Computational Cognition Lab 

Department of Psychology

Department of Cognitive & Brain Sciences

Hebrew University of Jerusalem


How do we process information from the environment, learn from it, and use it to make decisions? 

Our lab studies the diverse algorithms humans use to process information, learn and make decisions. We are interested in how differences in these algorithms shape people's perceptions, beliefs, goals, thoughts, decisions, emotions, and moods.
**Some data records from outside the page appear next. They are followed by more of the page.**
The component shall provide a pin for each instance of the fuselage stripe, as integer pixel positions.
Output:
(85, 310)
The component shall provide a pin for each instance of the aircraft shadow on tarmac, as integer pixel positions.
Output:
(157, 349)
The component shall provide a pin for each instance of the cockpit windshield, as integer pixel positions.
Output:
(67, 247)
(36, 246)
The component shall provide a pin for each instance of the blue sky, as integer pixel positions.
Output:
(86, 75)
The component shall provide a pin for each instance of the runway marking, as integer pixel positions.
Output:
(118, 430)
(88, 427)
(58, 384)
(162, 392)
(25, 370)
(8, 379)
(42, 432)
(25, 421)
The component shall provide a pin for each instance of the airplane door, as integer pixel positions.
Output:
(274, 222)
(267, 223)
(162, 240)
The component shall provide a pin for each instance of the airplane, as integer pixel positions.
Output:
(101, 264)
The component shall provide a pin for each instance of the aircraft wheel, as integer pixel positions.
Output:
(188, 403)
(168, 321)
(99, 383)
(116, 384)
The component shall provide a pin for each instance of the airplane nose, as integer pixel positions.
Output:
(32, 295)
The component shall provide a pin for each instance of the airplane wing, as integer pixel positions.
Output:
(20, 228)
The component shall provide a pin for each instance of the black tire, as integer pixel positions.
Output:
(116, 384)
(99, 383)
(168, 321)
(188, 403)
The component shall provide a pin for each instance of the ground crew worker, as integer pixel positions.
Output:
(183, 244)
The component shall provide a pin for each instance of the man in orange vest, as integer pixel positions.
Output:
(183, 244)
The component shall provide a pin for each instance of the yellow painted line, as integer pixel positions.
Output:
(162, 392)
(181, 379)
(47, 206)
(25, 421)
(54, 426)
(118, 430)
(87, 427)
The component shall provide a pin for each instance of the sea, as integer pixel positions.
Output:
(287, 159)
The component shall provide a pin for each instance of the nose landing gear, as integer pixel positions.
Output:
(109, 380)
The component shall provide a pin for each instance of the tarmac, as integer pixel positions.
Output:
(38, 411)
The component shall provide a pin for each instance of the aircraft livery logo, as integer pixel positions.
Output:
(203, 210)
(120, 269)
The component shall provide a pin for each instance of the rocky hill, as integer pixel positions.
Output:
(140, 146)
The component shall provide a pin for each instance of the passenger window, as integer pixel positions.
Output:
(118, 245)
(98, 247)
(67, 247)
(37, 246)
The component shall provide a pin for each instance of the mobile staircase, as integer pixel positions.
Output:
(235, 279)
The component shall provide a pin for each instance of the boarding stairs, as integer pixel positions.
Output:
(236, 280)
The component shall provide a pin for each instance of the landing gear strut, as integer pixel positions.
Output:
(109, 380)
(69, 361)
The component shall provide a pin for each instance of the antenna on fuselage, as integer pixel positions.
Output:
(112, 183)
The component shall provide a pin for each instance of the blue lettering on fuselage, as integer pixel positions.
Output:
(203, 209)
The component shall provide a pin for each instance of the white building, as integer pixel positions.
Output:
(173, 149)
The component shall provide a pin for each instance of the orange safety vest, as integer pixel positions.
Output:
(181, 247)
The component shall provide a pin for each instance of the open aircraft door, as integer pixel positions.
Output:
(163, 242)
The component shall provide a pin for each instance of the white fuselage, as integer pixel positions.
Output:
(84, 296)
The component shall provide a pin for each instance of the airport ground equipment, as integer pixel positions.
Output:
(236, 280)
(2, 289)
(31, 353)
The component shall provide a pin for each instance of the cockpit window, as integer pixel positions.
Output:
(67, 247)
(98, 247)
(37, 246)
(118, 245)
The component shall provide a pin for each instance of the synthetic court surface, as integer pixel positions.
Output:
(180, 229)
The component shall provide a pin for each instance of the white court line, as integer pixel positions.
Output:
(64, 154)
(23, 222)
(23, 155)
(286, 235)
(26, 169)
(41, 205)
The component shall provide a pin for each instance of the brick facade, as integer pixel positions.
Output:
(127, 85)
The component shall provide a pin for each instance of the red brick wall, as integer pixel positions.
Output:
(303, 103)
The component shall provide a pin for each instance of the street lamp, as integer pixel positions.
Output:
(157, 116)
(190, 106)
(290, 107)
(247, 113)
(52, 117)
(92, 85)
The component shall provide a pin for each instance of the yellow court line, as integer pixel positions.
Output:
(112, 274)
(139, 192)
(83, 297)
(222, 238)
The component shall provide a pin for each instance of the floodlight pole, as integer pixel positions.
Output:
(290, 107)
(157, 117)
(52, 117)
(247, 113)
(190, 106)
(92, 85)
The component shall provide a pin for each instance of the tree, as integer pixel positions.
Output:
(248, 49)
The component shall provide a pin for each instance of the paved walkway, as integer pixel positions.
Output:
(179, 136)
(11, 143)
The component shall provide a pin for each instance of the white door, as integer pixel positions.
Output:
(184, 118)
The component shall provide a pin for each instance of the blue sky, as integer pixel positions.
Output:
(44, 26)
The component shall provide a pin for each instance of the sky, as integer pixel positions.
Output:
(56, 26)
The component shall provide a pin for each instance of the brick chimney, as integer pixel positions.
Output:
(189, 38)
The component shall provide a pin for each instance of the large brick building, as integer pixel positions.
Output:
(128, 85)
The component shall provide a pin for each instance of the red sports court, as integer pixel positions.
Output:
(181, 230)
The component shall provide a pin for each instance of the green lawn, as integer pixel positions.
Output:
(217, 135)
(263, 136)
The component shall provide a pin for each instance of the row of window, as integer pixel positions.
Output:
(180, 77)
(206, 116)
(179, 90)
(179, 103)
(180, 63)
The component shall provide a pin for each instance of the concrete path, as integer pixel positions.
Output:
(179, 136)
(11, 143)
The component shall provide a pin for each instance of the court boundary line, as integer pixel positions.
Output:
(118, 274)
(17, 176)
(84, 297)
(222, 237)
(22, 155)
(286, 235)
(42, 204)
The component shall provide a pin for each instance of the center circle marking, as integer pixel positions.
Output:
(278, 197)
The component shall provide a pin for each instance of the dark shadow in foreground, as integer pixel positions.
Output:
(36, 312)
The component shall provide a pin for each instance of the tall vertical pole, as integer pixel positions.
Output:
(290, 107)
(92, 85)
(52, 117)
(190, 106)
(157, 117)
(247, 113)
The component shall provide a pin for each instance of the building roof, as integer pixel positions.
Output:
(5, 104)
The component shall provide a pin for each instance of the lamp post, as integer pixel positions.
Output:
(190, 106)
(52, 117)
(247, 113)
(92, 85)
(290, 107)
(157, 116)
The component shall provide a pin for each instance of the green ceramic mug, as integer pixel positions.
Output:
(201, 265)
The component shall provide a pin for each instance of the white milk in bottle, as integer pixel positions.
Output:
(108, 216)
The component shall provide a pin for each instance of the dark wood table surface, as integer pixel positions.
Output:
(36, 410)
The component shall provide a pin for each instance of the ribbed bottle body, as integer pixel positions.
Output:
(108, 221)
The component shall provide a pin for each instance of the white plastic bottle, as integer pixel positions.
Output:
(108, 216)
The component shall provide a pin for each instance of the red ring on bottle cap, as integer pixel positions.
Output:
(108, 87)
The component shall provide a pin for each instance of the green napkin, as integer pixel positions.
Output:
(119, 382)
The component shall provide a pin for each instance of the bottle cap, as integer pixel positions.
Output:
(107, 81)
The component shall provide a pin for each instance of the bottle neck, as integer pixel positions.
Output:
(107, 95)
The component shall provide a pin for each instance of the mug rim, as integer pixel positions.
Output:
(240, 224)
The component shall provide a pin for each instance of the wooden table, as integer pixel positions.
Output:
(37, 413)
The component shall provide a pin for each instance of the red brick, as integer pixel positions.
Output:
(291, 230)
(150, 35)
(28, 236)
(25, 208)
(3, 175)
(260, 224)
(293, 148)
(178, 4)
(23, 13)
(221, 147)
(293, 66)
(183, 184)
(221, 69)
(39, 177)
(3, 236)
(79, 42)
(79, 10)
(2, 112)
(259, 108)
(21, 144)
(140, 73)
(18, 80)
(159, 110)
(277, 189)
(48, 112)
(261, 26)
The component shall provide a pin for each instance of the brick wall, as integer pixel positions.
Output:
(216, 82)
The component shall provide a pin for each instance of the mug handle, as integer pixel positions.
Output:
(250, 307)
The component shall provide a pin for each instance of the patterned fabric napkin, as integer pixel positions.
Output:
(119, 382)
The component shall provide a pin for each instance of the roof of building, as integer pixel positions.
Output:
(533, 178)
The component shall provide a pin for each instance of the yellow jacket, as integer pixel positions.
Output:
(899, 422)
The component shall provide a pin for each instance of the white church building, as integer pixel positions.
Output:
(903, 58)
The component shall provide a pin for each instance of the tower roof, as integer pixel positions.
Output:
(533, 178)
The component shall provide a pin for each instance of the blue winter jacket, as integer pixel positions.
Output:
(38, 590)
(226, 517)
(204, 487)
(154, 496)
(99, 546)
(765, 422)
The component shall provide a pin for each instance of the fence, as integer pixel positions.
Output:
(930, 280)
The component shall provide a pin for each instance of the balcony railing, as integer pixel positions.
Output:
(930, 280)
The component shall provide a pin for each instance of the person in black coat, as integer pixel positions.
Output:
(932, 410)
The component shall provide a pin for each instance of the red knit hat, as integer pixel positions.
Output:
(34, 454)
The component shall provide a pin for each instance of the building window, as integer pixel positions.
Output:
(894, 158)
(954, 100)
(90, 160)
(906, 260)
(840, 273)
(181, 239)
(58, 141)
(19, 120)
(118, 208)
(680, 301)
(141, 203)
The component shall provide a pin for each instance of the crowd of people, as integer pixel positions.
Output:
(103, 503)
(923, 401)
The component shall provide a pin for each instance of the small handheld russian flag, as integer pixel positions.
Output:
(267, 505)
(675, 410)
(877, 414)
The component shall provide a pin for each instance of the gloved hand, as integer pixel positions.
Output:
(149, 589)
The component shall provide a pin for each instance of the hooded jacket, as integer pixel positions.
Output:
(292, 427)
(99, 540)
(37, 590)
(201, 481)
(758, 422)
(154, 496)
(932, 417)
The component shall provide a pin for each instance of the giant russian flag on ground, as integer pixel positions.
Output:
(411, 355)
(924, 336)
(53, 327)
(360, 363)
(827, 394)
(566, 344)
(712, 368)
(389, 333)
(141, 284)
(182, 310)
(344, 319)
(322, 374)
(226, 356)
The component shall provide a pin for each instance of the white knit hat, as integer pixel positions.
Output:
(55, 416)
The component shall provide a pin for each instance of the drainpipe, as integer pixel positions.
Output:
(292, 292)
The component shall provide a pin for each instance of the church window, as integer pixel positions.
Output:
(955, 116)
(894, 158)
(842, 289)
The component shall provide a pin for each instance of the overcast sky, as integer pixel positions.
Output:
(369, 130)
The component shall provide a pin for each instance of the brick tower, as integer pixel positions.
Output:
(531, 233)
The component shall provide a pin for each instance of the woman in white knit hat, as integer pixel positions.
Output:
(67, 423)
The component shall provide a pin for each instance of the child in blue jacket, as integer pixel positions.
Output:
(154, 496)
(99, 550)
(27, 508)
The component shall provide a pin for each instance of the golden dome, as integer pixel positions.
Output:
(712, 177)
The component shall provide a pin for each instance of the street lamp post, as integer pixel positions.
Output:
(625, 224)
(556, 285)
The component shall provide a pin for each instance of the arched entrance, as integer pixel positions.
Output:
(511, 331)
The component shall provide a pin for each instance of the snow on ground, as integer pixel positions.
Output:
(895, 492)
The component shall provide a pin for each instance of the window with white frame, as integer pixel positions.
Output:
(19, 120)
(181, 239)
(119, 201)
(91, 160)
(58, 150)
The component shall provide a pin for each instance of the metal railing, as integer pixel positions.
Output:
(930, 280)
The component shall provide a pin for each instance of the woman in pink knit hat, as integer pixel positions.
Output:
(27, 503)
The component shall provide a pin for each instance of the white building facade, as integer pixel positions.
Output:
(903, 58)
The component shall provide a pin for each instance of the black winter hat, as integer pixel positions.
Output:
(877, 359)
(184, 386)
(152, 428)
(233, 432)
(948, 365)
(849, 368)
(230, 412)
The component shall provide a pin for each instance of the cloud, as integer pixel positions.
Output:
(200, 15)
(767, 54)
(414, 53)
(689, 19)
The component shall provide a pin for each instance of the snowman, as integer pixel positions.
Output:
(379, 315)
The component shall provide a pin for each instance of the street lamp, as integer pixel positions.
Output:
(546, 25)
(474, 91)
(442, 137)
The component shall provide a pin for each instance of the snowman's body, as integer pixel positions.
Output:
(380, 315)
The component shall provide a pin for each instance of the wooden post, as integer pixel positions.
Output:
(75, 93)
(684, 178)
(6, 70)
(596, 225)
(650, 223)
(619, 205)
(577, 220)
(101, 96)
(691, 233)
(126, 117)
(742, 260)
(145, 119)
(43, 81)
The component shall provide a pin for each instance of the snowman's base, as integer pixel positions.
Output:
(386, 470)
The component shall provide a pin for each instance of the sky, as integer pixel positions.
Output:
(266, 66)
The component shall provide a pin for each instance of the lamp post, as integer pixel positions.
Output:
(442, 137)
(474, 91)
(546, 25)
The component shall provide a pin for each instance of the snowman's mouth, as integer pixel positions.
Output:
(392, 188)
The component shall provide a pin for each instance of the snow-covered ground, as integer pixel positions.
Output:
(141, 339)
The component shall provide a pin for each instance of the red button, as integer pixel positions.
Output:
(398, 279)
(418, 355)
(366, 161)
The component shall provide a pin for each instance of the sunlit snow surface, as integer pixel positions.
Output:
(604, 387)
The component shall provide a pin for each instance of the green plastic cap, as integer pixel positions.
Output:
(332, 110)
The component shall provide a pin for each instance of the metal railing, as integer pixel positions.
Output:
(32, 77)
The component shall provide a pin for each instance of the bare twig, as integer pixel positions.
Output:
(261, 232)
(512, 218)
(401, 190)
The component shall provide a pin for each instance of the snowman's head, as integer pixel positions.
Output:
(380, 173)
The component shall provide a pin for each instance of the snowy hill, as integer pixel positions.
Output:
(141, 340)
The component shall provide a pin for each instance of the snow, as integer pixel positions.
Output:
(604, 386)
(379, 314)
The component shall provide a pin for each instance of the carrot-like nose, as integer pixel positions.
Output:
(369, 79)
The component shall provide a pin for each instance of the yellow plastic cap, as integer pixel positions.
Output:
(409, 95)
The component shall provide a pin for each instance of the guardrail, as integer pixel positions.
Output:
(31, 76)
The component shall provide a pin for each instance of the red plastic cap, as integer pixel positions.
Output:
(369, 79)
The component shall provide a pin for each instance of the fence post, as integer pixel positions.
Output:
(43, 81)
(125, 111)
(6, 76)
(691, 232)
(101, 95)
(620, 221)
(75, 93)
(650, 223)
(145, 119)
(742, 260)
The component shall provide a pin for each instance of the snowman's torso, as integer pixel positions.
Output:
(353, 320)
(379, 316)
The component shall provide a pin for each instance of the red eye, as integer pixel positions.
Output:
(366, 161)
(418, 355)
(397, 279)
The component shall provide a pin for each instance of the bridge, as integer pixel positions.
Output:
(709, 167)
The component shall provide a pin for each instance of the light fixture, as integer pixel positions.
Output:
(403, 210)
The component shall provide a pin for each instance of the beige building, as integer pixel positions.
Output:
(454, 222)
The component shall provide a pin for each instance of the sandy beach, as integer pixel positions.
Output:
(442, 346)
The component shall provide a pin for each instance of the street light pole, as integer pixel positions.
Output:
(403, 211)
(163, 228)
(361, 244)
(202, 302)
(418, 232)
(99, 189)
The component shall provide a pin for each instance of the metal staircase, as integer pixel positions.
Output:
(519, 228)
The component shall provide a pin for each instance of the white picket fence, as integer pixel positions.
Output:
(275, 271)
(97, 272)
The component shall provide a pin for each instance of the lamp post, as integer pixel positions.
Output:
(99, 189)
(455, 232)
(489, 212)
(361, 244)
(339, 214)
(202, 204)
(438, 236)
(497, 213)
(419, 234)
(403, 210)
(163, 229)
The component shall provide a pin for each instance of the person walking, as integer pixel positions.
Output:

We combine computational modeling with in-lab, online, and smartphone-based behavioral experiments, physiological monitoring, and brain imaging. 


How we learn and make decisions

We study how and what information we learn, how our learning is shaped by the structure and diversity of our environment, what goals we tend to pursue, how and why our judgments may be biased, how we form decisions, and how a decision process may determine our free thoughts.


Image: In a converging environment, it is more efficient to plan using forward prediction (successor representation), whereas in a diverging environment it is more efficient to use backward prediction (predecessor representation; article).

How emotions and moods guide the way we learn and make decisions

We study what learning and planning computations are performed for us by our emotions and moods, how these computations may give rise to psychopathologies involving emotional instability (e.g., bipolar disorder) or anxiety, in both adults and adolescents, and how these psychopathologies may be treated.


Image: Three classes of learning and planning computations are mediated by three classes of emotions and moods (article).